From nobody@FreeBSD.ORG  Sun Dec 12 18:40:28 1999
Return-Path: <nobody@FreeBSD.ORG>
Received: by hub.freebsd.org (Postfix, from userid 32767)
	id 7522114D48; Sun, 12 Dec 1999 18:40:28 -0800 (PST)
Message-Id: <19991213024028.7522114D48@hub.freebsd.org>
Date: Sun, 12 Dec 1999 18:40:28 -0800 (PST)
From: klh@netcom.com
Sender: nobody@FreeBSD.ORG
To: freebsd-gnats-submit@freebsd.org
Subject: Seagate ST32550 (Barracuda 2LP) may be a broken tagged queueing drive?
X-Send-Pr-Version: www-1.0

>Number:         15447
>Category:       kern
>Synopsis:       Seagate ST32550 (Barracuda 2LP) may be a broken tagged queueing drive?
>Confidential:   no
>Severity:       serious
>Priority:       medium
>Responsible:    ken
>State:          closed
>Quarter:        
>Keywords:       
>Date-Required:  
>Class:          sw-bug
>Submitter-Id:   current-users
>Arrival-Date:   Sun Dec 12 18:50:01 PST 1999
>Closed-Date:    Tue Dec 14 23:31:11 PST 1999
>Last-Modified:  Tue Dec 14 23:32:04 PST 1999
>Originator:     Ken Harrenstien
>Release:        3.1-RELEASE
>Organization:
>Environment:
FreeBSD <hostname> 3.1-RELEASE FreeBSD 3.1-RELEASE #<n>: <buildstring>  i386
>Description:
A separate problem is causing my system to sometimes boot up with
tagged queueing enabled and sometimes not.  I've recently been stressing
the disk significantly more than usual and have encountered user-level
I/O errors that I traced back to the enabling of tagged queueing.

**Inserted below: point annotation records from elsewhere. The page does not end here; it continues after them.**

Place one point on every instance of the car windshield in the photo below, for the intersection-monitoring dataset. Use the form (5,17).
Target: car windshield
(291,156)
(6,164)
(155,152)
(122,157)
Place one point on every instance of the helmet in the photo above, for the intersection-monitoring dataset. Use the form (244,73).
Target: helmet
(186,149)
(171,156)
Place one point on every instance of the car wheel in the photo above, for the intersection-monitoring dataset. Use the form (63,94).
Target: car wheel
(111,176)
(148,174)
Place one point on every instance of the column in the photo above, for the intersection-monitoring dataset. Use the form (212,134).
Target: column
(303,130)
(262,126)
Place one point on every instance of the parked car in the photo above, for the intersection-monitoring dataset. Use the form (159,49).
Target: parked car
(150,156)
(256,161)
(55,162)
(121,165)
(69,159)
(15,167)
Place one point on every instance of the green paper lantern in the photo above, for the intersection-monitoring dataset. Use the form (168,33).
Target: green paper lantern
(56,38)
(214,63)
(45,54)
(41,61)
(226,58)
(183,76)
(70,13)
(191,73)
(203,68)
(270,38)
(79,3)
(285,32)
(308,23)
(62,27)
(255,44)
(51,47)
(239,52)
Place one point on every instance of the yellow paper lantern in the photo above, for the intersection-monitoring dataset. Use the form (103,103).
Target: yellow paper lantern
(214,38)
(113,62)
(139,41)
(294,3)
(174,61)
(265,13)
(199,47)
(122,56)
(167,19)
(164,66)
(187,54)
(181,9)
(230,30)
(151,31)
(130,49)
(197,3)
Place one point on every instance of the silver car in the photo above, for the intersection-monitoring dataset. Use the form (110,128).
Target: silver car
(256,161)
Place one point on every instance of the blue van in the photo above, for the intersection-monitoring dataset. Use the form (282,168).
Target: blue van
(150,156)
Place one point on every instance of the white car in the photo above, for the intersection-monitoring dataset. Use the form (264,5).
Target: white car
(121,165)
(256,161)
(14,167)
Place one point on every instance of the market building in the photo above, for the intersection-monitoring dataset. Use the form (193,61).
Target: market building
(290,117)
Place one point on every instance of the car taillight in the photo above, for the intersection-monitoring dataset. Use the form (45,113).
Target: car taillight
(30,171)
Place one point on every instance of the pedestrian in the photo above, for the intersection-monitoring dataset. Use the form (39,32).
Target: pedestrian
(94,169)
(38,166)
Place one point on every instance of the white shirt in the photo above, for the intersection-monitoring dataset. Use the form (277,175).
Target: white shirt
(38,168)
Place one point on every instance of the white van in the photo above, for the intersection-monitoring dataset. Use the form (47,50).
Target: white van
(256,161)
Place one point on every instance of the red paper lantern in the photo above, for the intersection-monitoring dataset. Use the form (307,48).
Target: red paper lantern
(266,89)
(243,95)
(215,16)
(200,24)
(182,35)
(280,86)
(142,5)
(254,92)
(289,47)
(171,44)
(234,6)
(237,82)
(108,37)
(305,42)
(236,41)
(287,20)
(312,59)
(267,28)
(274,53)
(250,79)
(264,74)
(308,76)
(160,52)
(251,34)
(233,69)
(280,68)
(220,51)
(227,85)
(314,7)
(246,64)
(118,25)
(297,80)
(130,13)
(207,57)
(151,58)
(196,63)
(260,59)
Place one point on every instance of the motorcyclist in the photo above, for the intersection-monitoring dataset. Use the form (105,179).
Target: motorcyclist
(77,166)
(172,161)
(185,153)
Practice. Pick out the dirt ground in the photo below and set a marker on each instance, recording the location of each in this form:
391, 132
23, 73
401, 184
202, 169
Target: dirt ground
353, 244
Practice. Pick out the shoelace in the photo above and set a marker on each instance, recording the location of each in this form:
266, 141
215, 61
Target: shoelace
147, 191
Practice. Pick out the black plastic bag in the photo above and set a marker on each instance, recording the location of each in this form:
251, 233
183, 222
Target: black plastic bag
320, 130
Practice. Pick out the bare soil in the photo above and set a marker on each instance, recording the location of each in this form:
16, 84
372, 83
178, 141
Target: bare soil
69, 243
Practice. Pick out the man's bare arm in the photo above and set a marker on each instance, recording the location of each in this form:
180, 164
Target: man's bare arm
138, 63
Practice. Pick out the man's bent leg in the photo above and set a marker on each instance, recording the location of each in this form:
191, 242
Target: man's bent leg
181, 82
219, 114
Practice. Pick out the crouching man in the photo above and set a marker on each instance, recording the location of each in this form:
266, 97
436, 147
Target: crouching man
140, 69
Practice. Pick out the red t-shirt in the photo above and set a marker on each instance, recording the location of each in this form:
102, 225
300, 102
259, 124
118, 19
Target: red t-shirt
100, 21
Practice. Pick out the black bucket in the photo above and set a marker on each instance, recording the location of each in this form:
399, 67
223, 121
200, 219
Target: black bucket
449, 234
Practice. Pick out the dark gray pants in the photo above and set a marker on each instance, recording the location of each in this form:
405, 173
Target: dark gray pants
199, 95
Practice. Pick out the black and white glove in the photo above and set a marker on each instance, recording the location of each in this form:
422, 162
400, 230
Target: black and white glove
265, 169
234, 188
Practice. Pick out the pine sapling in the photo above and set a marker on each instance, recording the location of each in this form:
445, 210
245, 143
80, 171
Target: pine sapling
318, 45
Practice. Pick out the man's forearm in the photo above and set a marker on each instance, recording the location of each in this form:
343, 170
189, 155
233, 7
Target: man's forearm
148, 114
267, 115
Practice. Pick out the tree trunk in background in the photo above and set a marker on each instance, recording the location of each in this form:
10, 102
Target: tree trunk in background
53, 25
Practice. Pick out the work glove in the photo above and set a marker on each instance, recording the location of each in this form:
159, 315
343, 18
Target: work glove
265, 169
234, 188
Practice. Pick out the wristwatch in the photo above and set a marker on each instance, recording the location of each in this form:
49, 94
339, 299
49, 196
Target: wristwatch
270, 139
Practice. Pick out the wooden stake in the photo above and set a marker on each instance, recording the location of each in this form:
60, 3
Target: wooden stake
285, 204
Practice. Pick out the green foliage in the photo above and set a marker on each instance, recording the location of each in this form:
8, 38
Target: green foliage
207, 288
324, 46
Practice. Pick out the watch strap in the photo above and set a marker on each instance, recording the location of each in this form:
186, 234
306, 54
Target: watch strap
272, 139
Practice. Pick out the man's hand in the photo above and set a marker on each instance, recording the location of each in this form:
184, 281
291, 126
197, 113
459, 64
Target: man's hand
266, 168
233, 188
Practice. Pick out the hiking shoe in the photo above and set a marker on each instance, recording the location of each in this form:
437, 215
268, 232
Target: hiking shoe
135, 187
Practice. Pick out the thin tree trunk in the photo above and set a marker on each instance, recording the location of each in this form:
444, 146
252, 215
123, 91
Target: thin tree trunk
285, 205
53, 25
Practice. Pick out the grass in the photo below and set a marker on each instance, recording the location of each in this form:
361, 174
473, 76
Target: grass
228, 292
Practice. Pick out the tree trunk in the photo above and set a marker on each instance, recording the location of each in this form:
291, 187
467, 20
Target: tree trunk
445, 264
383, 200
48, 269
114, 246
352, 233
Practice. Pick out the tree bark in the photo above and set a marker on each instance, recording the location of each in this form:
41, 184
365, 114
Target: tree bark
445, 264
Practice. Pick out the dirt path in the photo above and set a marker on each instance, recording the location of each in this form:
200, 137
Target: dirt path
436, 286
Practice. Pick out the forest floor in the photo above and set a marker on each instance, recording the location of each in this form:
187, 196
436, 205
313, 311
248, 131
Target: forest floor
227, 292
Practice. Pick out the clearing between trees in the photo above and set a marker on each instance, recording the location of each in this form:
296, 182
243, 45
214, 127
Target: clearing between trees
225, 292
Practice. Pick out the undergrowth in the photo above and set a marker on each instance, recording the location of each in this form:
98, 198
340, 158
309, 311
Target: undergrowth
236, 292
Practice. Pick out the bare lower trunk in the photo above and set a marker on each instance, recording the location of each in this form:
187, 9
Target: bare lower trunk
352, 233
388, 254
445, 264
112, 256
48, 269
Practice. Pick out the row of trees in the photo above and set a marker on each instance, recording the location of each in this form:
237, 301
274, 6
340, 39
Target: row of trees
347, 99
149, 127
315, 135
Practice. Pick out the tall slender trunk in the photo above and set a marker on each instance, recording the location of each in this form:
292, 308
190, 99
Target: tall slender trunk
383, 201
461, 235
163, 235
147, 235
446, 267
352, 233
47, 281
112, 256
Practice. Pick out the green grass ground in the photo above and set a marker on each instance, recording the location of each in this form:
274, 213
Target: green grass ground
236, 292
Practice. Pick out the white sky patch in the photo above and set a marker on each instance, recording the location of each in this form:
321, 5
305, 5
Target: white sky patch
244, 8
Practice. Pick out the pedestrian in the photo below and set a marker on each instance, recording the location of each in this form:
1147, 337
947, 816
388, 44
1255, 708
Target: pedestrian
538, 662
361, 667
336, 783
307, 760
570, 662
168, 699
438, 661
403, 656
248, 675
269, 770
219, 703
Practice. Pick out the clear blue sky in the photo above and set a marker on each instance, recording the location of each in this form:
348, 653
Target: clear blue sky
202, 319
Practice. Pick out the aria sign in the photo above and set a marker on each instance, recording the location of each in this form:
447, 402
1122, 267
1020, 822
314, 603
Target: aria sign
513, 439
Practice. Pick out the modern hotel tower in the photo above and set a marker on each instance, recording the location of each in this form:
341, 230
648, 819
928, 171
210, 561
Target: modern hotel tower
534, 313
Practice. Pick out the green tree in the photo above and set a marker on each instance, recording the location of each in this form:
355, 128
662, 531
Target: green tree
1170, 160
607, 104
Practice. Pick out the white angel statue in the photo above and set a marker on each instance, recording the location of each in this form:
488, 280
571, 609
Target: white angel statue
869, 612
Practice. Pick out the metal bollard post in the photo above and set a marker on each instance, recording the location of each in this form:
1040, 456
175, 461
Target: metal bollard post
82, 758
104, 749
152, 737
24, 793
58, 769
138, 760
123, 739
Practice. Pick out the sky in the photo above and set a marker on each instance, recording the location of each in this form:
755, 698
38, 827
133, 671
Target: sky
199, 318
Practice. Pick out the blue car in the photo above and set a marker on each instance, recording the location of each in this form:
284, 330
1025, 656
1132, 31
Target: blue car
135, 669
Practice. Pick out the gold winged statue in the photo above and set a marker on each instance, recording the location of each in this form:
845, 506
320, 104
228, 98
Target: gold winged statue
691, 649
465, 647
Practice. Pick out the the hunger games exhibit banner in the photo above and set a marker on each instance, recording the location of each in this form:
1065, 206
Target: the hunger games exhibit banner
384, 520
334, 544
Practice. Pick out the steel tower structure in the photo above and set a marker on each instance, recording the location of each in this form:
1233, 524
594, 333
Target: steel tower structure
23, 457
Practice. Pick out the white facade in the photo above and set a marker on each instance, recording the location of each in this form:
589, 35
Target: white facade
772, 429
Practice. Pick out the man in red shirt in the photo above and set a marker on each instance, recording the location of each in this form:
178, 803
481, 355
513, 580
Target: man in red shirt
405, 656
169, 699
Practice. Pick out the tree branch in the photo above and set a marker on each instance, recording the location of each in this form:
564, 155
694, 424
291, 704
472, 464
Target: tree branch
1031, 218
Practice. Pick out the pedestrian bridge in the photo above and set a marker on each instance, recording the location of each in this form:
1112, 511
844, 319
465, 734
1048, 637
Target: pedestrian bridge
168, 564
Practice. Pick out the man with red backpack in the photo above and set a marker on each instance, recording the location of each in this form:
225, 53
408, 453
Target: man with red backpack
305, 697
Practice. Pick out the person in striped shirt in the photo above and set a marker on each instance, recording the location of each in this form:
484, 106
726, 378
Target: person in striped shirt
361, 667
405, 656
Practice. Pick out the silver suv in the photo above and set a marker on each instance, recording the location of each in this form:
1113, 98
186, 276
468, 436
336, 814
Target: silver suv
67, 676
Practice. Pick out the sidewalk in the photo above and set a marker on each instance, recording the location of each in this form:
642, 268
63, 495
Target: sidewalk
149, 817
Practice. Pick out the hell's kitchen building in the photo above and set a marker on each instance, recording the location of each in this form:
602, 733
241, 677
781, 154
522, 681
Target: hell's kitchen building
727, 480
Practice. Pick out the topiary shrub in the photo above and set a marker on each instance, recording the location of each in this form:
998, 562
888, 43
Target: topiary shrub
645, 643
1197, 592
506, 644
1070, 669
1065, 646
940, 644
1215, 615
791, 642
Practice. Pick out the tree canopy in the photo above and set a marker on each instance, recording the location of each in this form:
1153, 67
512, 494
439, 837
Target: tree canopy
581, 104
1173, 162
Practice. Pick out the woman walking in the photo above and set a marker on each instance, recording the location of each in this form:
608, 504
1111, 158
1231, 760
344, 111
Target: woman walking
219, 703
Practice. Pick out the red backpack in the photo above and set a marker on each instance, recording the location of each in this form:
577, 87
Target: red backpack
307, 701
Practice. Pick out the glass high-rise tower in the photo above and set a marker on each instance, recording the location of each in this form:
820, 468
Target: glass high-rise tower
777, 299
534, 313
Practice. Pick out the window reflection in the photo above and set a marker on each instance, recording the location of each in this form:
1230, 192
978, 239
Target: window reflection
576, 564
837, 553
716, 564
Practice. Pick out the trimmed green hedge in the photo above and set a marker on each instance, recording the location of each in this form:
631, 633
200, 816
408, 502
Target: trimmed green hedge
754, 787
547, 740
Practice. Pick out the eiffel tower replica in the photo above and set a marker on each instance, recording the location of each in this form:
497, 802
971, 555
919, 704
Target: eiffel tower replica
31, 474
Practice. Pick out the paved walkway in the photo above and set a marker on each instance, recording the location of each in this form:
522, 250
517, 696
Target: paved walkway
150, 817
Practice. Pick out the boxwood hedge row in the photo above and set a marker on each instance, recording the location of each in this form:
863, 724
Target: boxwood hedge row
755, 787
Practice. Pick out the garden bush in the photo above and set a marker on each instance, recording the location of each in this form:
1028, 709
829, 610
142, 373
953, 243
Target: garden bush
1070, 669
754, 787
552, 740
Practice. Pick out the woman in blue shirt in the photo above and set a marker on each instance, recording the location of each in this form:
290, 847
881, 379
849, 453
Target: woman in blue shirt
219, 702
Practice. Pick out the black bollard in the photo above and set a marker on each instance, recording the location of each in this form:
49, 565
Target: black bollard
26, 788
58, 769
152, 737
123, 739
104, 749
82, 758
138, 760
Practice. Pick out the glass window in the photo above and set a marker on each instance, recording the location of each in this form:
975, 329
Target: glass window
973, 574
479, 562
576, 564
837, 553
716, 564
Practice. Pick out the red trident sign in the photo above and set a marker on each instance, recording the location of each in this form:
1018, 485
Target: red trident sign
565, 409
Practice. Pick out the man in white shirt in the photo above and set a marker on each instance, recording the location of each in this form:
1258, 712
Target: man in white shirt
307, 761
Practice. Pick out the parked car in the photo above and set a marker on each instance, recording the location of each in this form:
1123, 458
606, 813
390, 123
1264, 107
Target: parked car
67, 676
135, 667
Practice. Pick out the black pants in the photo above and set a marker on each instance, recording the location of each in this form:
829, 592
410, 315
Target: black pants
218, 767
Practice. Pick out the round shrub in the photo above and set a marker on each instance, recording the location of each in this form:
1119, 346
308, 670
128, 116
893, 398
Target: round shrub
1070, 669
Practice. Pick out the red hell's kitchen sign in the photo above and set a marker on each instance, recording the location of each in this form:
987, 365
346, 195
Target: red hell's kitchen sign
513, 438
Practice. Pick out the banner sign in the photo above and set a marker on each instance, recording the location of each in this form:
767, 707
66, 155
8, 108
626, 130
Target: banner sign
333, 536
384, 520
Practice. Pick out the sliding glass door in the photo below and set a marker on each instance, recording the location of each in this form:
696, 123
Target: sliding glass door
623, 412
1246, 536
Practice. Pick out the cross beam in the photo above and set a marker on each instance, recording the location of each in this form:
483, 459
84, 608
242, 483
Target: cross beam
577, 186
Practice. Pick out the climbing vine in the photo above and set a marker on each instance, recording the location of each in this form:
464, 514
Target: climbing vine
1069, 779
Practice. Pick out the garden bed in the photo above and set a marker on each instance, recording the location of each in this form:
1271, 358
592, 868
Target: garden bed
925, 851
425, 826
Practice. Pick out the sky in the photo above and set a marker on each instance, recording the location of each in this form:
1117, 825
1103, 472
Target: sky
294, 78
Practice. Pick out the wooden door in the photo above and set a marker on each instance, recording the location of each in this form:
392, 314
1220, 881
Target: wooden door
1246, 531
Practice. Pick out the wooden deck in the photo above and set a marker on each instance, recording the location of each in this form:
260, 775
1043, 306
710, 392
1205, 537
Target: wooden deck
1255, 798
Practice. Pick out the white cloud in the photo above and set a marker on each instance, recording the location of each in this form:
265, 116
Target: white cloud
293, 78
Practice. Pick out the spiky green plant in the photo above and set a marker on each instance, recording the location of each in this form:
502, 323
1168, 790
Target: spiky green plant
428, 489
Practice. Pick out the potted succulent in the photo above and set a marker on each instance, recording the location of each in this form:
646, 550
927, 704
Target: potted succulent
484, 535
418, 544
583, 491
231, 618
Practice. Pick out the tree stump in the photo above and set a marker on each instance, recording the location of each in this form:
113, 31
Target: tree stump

With tagged queueing off, everything always works.  With it on,
a heavy load of seeks will cause reads and writes to start failing.
I was able to verify this by running a test case on two ST32550s, both
on line during the same kernel boot and both identical in all respects
except that one had tagged queueing enabled and the other didn't (the
randomness of this enabling is a separate problem).  The drive without
tagging always works perfectly; the drive with tagging always fails
at random places during the test.  I verified that it is not specific
to the individual drives by doing reboots until the formerly tag-enabled
drive booted up tag-disabled -- whereupon it then performed perfectly
again.  I also verified that the filesystems were identical by doing
a complete track-by-track copy of one to the other prior to testing.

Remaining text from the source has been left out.